All that from just sitting quietly and focusing on breathing for 15-20 minutes a day.
That doesn’t necessarily mean I’m happier, you may argue. Well, lots of research says the opposite and backs me up here. Meditation can lead to more positive moods, better concentration and also can lead to more feelings of social connection.
Forming a new habit is tough. You have to decide that it’s important enough to you and then find the time in your day. It takes discipline, but people make time for the things that are important.
Which way will work for you? Experiment a bit. Taking a class really worked for me. It made me accountable. If you like the sound of that, try out the free Coursera class.
Happiness can be learned.
To review, here are five strategies from the “happiness” class that have been helpful for me, all based on psychological science.
Split up anything that you enjoy a lot — “ Game of Thrones,” Cheetos, the new Lizzo song. Every single time you interrupt something you’re enjoying and then go back to it later, you re-experience it and thus increase your happiness. Sounds weird, but research confirms it.
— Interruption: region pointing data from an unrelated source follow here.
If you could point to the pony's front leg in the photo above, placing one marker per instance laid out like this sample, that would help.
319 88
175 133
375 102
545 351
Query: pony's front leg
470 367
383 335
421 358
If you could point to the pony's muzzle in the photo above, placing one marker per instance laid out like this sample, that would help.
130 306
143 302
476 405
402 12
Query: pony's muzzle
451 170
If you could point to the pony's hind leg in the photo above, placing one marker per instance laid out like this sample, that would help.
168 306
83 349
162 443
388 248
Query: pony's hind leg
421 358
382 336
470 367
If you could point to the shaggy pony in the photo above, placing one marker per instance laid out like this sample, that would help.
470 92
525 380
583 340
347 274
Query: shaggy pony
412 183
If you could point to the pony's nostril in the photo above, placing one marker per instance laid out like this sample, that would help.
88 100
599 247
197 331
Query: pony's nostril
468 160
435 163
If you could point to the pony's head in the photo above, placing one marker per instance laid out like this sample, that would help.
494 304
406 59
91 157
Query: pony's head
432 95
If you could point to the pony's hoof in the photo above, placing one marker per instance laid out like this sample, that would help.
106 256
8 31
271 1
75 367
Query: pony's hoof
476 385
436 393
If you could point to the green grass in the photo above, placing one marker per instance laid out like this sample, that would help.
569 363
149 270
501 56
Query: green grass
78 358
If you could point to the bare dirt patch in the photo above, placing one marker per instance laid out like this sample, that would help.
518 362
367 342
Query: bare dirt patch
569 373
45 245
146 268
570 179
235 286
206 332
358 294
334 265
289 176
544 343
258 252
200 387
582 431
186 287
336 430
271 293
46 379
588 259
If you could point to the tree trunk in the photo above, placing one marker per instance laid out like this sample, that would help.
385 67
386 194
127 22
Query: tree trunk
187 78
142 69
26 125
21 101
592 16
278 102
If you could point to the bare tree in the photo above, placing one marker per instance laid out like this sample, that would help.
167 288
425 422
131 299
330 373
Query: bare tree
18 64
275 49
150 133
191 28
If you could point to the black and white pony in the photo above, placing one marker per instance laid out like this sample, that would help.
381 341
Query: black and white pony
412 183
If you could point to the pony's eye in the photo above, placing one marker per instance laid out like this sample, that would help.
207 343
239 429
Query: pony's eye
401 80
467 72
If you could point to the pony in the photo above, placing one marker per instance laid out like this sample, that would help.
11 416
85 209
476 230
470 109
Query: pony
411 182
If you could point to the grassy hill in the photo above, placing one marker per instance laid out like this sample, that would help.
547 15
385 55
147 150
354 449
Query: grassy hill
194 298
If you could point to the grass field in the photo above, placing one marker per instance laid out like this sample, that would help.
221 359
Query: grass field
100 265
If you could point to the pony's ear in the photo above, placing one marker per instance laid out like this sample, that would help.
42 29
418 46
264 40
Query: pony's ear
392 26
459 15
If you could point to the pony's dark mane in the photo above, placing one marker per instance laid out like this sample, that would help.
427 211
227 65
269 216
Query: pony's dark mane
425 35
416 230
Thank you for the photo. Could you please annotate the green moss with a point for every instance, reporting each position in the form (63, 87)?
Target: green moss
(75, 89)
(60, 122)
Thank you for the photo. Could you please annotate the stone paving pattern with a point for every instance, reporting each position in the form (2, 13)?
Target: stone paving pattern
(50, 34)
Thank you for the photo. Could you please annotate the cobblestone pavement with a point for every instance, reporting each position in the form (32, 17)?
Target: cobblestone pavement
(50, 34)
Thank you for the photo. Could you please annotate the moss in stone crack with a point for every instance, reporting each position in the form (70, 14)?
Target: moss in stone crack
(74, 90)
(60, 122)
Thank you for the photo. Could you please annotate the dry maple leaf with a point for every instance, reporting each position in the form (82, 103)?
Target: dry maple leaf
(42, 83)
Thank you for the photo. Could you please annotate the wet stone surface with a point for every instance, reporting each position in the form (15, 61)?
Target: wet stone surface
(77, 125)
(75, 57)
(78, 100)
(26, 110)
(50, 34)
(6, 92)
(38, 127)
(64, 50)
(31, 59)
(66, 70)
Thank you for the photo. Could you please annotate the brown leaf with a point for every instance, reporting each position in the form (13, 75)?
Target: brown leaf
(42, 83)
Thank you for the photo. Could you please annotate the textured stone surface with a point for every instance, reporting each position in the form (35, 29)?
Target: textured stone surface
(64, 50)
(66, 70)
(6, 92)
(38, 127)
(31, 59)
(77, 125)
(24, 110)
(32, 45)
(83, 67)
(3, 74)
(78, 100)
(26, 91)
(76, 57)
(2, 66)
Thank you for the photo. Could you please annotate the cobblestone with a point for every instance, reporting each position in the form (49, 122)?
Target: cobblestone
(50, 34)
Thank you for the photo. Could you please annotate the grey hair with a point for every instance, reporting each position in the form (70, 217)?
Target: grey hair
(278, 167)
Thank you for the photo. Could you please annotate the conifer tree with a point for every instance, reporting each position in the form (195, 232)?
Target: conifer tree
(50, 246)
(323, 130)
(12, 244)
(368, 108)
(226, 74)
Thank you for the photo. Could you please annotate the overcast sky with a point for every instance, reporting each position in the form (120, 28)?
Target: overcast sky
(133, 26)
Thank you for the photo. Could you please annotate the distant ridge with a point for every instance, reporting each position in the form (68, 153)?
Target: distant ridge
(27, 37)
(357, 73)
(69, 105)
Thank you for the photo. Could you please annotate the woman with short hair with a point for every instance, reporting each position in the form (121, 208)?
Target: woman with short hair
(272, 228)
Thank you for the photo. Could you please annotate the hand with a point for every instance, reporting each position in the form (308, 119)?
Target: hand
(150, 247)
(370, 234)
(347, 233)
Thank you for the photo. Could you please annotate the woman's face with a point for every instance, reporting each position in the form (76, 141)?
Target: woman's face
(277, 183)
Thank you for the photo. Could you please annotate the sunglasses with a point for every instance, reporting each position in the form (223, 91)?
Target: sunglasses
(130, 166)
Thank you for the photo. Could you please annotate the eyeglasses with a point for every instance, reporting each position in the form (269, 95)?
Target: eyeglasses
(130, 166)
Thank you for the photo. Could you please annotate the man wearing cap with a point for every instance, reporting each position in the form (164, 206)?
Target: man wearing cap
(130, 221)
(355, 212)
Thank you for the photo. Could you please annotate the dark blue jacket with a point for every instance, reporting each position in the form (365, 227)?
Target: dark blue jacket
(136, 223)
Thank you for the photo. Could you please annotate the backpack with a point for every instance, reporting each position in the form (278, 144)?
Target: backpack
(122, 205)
Dr. Santos says just the act of imagining that life as you know it is about to vanish can greatly boost your appreciation. It puts everything into perspective. The good things in your life start popping to the forefront of your mind, because you are now worried about losing them.
Turns out your stuff loses “happiness value” almost as soon as you’ve purchased it. Paying for experiences, however, has multiple benefits for happiness. So traveling to a new place is a much better investment in terms of happiness than buying material things like new headphones.
Savoring is the act of stepping outside of an experience to review and really appreciate it. The exercise also forces your brain to enjoy an experience for longer. Research shows reliving happy memories can make your positive emotions last up to a month. Also, to really enhance the experience, share it with others.
Random acts of kindness really do promote your own sense of well-being. It’s easy to figure out ways to be kind if you’re out in the world each day — help a nun across a busy street (I really did that).